在下面的示例中,我有一个用户表和一个事务表,其中一个用户可以拥有0,1或更多事务。我在users表上使用mult='first'
执行join + update,尝试插入一个列,指示每个用户首次发生事务的日期。
library(data.table) # v1.10.4
# Download data
users <- fread("https://raw.githubusercontent.com/ben519/DataWrangling/master/Data/users.csv")
transactions <- transactions <- fread("https://raw.githubusercontent.com/ben519/DataWrangling/master/Data/transactions.csv")
# Convert date columns to Date type
users[, `:=`(Registered = as.Date(Registered), Cancelled = as.Date(Cancelled))]

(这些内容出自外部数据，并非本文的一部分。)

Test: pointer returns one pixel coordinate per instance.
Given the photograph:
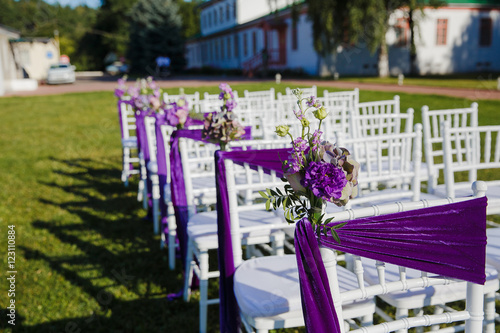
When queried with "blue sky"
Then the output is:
(74, 3)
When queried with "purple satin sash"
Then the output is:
(450, 243)
(161, 160)
(269, 159)
(119, 105)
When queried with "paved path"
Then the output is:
(109, 84)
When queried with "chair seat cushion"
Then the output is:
(268, 286)
(419, 297)
(202, 227)
(493, 247)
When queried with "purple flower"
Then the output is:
(300, 144)
(225, 91)
(325, 180)
(230, 105)
(119, 92)
(313, 102)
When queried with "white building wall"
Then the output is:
(36, 57)
(249, 10)
(211, 20)
(462, 52)
(304, 57)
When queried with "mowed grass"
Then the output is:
(86, 257)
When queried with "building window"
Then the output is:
(245, 44)
(402, 29)
(442, 31)
(236, 46)
(254, 39)
(485, 32)
(295, 41)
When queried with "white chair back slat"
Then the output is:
(470, 149)
(433, 136)
(306, 92)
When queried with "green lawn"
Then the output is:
(86, 258)
(471, 81)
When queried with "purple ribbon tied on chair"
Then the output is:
(450, 243)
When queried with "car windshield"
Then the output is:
(59, 66)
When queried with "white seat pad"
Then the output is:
(268, 286)
(419, 297)
(493, 247)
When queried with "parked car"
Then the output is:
(116, 68)
(61, 73)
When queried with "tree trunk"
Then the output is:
(383, 59)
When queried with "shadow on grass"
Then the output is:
(109, 253)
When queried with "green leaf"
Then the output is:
(335, 235)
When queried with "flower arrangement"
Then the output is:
(222, 127)
(317, 171)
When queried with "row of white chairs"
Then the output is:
(390, 158)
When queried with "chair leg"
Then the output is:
(203, 290)
(188, 273)
(172, 232)
(402, 313)
(156, 216)
(489, 313)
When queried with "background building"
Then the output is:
(460, 37)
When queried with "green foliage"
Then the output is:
(155, 30)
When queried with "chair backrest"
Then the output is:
(469, 149)
(198, 168)
(433, 137)
(255, 179)
(389, 166)
(372, 124)
(306, 92)
(127, 119)
(149, 124)
(263, 94)
(193, 100)
(472, 314)
(211, 102)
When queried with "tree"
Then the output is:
(155, 30)
(336, 22)
(190, 14)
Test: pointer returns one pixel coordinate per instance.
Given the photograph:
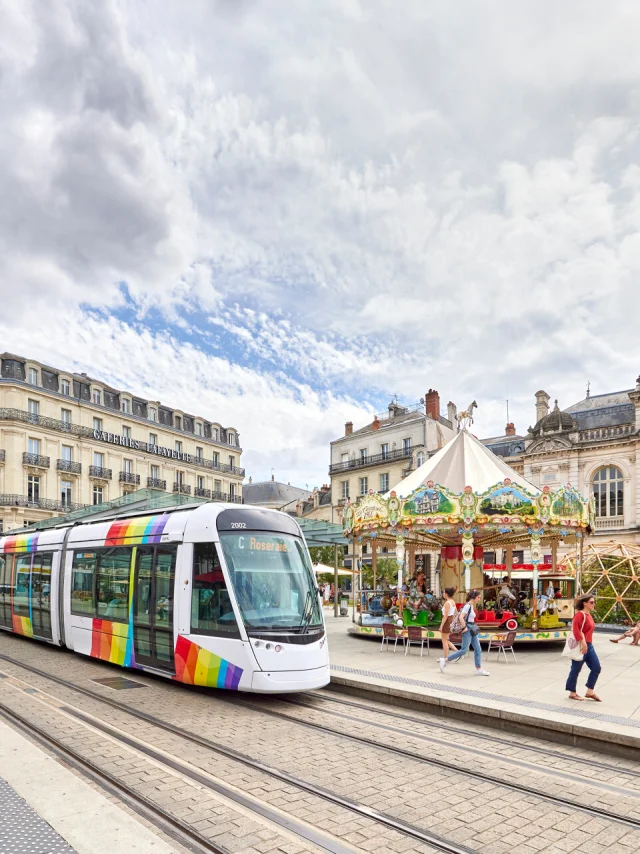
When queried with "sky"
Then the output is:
(278, 215)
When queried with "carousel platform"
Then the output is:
(554, 635)
(526, 696)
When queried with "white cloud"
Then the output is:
(359, 199)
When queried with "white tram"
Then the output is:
(214, 595)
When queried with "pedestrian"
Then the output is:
(448, 613)
(582, 628)
(633, 632)
(470, 632)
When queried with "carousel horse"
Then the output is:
(466, 414)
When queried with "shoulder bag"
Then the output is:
(572, 648)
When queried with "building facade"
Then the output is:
(592, 444)
(67, 441)
(378, 456)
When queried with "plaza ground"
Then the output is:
(529, 691)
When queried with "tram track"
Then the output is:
(437, 842)
(407, 830)
(305, 702)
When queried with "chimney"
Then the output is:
(432, 404)
(542, 405)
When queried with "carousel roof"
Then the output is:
(464, 461)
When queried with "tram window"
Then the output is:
(112, 586)
(211, 611)
(82, 586)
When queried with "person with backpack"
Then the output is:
(465, 622)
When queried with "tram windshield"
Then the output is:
(273, 580)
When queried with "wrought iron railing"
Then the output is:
(373, 460)
(100, 473)
(8, 414)
(68, 465)
(36, 460)
(12, 500)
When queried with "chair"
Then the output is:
(503, 643)
(390, 632)
(415, 635)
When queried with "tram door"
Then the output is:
(153, 606)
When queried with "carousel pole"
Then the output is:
(336, 605)
(374, 563)
(535, 560)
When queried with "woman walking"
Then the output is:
(582, 627)
(448, 613)
(470, 634)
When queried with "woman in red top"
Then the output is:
(583, 626)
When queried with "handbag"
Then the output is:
(572, 648)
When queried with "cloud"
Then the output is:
(354, 202)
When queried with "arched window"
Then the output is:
(608, 489)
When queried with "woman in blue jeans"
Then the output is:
(469, 636)
(582, 627)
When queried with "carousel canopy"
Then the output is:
(464, 461)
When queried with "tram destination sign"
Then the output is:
(136, 445)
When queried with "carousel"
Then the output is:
(463, 502)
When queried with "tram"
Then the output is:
(214, 595)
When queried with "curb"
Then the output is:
(601, 741)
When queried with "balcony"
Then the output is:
(98, 473)
(224, 496)
(373, 460)
(12, 500)
(69, 467)
(36, 460)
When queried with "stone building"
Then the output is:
(592, 444)
(67, 441)
(380, 454)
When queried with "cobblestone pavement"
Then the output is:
(481, 815)
(22, 831)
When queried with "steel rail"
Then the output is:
(412, 831)
(506, 742)
(173, 827)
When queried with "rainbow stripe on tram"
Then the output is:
(21, 543)
(139, 531)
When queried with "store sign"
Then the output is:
(135, 445)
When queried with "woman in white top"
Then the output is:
(448, 613)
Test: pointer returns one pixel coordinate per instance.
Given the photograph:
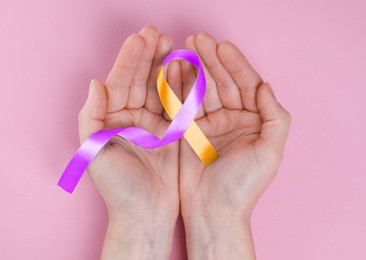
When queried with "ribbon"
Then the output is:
(182, 124)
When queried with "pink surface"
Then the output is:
(312, 52)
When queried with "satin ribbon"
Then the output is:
(182, 124)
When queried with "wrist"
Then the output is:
(138, 238)
(219, 238)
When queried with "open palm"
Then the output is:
(246, 125)
(133, 180)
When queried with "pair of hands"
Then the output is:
(144, 190)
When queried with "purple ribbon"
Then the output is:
(91, 147)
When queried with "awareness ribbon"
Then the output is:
(182, 124)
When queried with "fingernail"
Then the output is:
(271, 90)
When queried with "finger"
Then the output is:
(120, 77)
(228, 92)
(245, 77)
(188, 78)
(276, 120)
(138, 88)
(212, 102)
(174, 78)
(92, 115)
(152, 102)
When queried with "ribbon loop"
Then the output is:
(182, 124)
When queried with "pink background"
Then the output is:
(312, 52)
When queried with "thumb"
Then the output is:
(276, 120)
(92, 115)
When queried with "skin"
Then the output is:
(144, 190)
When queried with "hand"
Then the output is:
(248, 128)
(139, 186)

transactions[, TransactionDate := as.Date(TransactionDate)]
users
UserID User Gender Registered Cancelled FirstTransactionDate
1: 1 Charles male 2012-12-21 <NA> 2012-08-26
2: 2 Pedro male 2010-08-01 2010-08-08 2013-12-23
3: 3 Caroline female 2012-10-23 2016-06-07 2016-05-08
4: 4 Brielle female 2013-07-17 <NA> <NA>
5: 5 Benjamin male 2010-11-25 <NA> <NA>
transactions
TransactionID TransactionDate UserID ProductID Quantity
1: 1 2010-08-21 7 2 1
2: 2 2011-05-26 3 4 1
3: 3 2011-06-16 3 3 1
4: 4 2012-08-26 1 2 3
5: 5 2013-06-06 2 4 1
6: 6 2013-12-23 2 5 6
7: 7 2013-12-30 3 4 1
8: 8 2014-04-24 NA 2 3
9: 9 2015-04-24 7 4 3
10: 10 2016-05-08 3 4 4
##### For each user, insert the TransactionDate of the first matching row
users[transactions, FirstTransactionDate := i.TransactionDate, on="UserID", mult="first"]
# Unexpected result
users[UserID == 2]
UserID User Gender Registered Cancelled FirstTransactionDate
1: 2 Pedro male 2010-08-01 2010-08-08 2013-12-23 # <- shouldn't this be 2013-06-06?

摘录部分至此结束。